Member Of Legislative Assembly
- In office 2014–2018
- Constituency: Malkajgiri, Telangana

Personal details
- Born: 10 February 1951 Secunderabad
- Died: 11 May 2019 (aged 68)
- Party: Telangana Rashtra Samithi
- Spouse: Prameela
- Children: Srinivas Reddy Sripal Reddy Shalini

= C. Kanaka Reddy =

Indian politician and legislator

Chintala Kanaka Reddy (10 February 1951 – 11 May 2019) was an Indian politician and legislator. He won as an MLA from Malkajgiri assembly constituency in Telangana Legislative Assembly. He belonged to Telangana Rashtra Samithi.

==Early life==
He was born in Lothkunta in Secunderabad to Satyamma and Muthyam Reddy, a farmer.

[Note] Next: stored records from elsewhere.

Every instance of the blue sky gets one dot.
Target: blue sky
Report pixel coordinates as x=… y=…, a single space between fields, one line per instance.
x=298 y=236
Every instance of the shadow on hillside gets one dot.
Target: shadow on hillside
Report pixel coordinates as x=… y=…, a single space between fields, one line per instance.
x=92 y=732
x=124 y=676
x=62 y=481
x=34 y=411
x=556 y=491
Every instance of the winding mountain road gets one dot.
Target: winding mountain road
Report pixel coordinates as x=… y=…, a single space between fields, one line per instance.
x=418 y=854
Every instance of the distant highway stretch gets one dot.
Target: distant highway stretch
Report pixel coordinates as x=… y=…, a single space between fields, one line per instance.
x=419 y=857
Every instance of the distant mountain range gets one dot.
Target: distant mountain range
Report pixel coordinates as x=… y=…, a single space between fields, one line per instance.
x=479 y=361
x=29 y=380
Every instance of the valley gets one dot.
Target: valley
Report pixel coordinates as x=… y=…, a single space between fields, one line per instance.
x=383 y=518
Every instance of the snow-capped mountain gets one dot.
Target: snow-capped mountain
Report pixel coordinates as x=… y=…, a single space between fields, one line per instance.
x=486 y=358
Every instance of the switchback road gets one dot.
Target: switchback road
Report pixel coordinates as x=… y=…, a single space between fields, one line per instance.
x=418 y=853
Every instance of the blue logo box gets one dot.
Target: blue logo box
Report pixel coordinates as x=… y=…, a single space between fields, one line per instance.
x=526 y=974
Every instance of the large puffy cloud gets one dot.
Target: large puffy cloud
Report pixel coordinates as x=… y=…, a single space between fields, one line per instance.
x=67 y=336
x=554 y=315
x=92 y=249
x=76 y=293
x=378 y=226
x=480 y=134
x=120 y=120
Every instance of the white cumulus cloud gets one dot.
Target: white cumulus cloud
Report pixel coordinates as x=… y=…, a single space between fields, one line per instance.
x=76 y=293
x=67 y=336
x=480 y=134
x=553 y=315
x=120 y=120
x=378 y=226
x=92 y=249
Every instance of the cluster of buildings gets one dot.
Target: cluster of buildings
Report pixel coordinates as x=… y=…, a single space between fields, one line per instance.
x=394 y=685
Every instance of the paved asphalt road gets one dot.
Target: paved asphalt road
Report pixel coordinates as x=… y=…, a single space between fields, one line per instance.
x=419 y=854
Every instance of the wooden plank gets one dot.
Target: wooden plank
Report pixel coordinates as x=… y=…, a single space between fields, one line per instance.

He has two brothers and three sisters. His elder brother, Chintala Venkat Reddy, is an acclaimed, innovative organic farmer, who holds patents in soil swapping techniques using zero fertilizers in farming.

==Career==
He was a grape growing farmer and was the President of Grape Growers Association in Andhra Pradesh.

===Political career===
He joined Praja Rajyam Party in 2008 and contested from Malkajgiri constituency and lost the election. He joined TRS party in 2013 and won as an MLA in 2014 General Elections from the same constituency.